この倉庫と工場の施主は株式会社カトー。鉄道模型のトップメーカーである。

■海外にも多くのファン

日本国内の鉄道模型市場は、Nゲージと呼ばれる150分の1スケールの製品が市場の8割を占める。店頭で見かける鉄道模型の大半がこのサイズなので、欧州で主流のHOゲージ(87分の1、日本は80分の1)はかなり大きく見える。
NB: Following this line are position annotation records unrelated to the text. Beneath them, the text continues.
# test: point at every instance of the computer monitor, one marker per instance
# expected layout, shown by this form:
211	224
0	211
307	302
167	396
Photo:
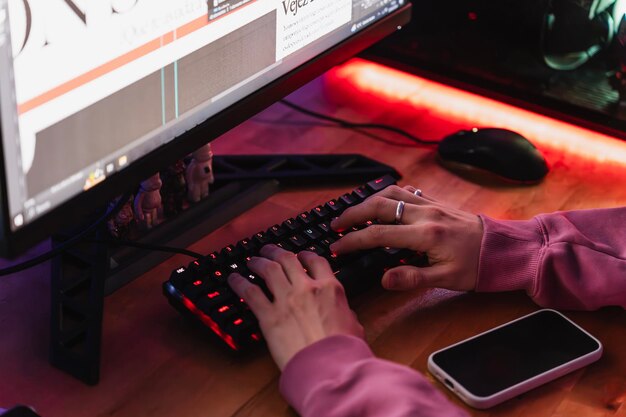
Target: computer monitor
97	96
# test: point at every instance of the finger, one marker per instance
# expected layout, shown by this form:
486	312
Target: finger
376	236
273	275
421	197
251	294
374	208
288	261
317	267
410	277
405	194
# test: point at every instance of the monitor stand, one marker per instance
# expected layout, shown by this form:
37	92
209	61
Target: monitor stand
84	275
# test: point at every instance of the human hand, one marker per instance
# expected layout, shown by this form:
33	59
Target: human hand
450	238
309	303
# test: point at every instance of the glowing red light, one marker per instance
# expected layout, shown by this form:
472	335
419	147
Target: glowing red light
468	109
209	323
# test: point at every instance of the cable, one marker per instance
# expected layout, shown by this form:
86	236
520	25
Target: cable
68	243
148	246
335	126
352	125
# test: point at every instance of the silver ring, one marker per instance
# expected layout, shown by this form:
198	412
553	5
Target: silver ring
399	211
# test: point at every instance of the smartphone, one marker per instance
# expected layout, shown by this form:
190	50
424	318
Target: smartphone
513	358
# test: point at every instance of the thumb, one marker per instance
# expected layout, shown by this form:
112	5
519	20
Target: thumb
410	277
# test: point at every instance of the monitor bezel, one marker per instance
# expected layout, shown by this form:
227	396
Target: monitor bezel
85	204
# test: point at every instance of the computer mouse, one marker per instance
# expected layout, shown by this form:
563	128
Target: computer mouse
501	152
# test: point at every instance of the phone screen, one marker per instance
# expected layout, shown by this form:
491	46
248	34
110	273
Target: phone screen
514	353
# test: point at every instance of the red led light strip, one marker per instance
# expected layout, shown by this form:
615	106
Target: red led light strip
476	111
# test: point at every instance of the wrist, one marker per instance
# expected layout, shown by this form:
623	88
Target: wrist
510	255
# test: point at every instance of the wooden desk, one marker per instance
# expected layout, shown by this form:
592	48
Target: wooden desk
155	364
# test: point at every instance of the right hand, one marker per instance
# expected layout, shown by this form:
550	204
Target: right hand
451	238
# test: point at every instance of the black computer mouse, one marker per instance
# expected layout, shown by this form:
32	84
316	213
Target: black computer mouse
500	152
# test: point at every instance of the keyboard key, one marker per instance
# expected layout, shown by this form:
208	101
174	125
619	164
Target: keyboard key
247	246
215	258
320	212
305	219
277	231
324	227
312	233
291	224
361	193
180	277
380	183
348	199
315	249
286	246
261	239
198	287
333	206
229	252
297	241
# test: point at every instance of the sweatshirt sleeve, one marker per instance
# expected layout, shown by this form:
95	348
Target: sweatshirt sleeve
567	260
340	377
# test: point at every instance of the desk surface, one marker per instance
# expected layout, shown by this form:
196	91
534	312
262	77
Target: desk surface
155	364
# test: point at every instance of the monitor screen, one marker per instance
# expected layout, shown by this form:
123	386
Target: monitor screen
88	88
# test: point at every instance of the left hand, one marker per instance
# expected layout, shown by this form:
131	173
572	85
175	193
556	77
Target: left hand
309	303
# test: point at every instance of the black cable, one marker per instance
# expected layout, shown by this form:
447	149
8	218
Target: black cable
148	246
68	243
336	126
352	125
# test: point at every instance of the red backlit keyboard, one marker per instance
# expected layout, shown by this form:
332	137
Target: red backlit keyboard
201	292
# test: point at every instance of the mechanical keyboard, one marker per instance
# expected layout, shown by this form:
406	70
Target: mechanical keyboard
201	292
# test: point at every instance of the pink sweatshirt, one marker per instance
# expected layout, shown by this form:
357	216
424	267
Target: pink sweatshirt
567	260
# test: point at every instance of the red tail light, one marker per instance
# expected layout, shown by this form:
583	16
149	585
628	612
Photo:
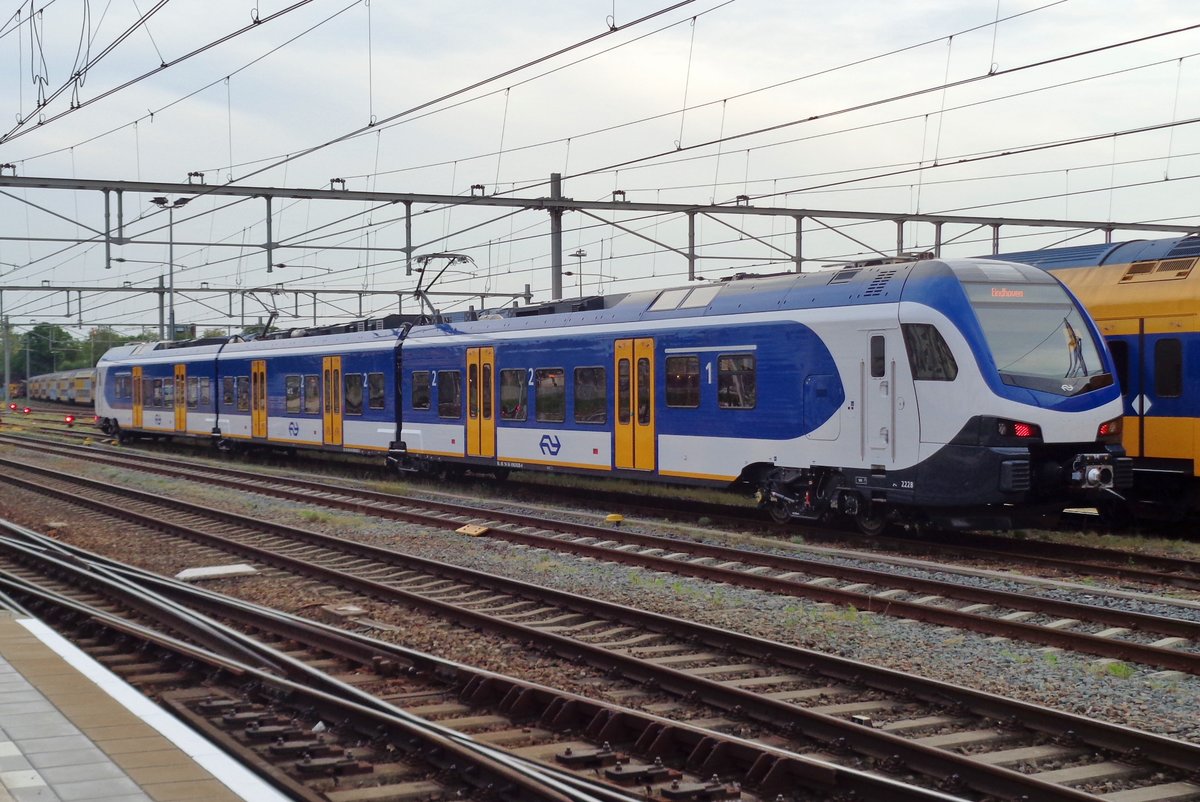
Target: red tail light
1017	429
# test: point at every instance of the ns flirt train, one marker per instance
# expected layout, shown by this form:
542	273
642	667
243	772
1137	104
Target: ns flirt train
947	393
1145	298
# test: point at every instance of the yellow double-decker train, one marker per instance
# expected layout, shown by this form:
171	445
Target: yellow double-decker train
65	387
1145	297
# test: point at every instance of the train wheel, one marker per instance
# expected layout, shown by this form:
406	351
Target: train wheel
871	521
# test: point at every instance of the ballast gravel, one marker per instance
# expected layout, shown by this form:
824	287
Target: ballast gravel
1132	695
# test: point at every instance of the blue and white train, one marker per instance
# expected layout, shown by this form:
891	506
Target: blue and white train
959	393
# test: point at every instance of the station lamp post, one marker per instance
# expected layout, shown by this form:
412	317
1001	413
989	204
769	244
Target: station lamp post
580	253
163	203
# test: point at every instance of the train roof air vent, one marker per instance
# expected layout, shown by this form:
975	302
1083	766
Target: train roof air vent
877	283
1163	270
845	275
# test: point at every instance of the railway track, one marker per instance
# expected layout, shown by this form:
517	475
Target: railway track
402	724
1054	558
1107	632
882	719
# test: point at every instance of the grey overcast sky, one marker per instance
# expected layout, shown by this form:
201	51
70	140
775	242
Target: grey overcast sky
1015	108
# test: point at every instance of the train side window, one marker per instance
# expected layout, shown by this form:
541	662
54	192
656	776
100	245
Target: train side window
353	393
376	391
312	395
737	385
292	393
550	394
877	357
683	381
243	393
1169	367
591	395
449	394
929	357
1120	351
420	389
514	394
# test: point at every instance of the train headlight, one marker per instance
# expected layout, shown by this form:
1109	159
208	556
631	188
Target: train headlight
1017	429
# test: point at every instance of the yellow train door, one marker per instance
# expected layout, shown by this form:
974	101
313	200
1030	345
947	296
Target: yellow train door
331	395
635	404
480	402
1126	341
258	397
138	395
181	397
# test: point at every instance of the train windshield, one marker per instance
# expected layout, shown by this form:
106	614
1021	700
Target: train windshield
1038	337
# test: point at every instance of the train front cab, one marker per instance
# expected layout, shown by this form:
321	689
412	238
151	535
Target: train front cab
1143	297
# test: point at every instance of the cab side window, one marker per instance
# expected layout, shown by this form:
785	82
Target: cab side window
929	355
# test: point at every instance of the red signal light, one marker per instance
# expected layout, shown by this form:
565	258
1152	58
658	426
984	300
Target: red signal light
1017	429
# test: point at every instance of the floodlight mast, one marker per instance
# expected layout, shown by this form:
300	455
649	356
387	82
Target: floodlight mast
162	203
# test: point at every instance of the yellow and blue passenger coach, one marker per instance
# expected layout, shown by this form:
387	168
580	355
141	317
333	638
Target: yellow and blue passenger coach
1145	297
960	393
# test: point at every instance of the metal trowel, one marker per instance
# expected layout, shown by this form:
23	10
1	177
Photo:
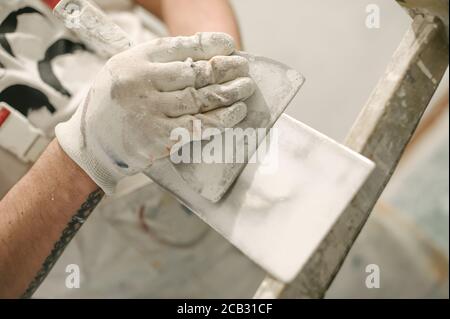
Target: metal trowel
275	210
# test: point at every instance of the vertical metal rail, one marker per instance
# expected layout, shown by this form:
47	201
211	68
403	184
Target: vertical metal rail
381	133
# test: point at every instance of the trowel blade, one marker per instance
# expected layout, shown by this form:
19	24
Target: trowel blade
277	85
278	216
278	212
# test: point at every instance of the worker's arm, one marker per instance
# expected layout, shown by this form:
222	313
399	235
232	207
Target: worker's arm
186	17
38	217
123	126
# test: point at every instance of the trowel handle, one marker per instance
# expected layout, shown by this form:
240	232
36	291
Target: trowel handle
94	28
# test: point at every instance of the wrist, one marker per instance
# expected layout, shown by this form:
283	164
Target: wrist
69	169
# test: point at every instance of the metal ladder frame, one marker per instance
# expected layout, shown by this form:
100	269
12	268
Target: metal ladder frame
381	133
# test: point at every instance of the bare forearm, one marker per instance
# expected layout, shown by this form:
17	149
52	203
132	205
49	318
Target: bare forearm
37	220
186	17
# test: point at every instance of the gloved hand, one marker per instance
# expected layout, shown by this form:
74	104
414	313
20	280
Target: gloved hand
141	95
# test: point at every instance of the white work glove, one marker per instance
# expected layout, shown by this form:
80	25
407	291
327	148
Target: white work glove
141	95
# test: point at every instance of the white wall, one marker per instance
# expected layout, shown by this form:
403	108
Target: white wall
328	42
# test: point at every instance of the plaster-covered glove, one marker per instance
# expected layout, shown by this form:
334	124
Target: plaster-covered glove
141	95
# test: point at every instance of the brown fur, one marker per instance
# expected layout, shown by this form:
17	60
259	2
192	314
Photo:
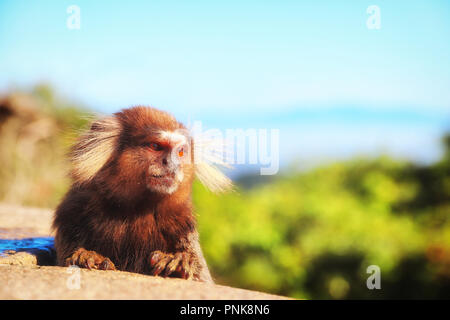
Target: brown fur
113	210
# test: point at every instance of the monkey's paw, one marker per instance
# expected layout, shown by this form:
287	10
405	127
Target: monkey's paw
90	260
179	265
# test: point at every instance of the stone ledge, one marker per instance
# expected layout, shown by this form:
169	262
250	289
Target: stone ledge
39	282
メーカーは60社以上あると言われるが、カトーとトミーテックがツートップ、それに続くのがマイクロエースで、鉄道模型ショップに並ぶのはこの3社の製品が大半だ。

アメリカ向けは創業間もない時期から部品供給を行っていたようで、欧州への出荷も1983年に開始。1986年にはアメリカ法人を設立しており、海外にもファンは多い。

トミーテックが大半を海外で生産しているのに対し、カトーの製品は国産。ジオラマ制作に使う樹木や駅舎、ビルなどの一部は海外生産品だが、車両と線路はすべて埼玉県坂戸市の坂戸工場と、鶴ヶ島市の埼玉工場で製造している。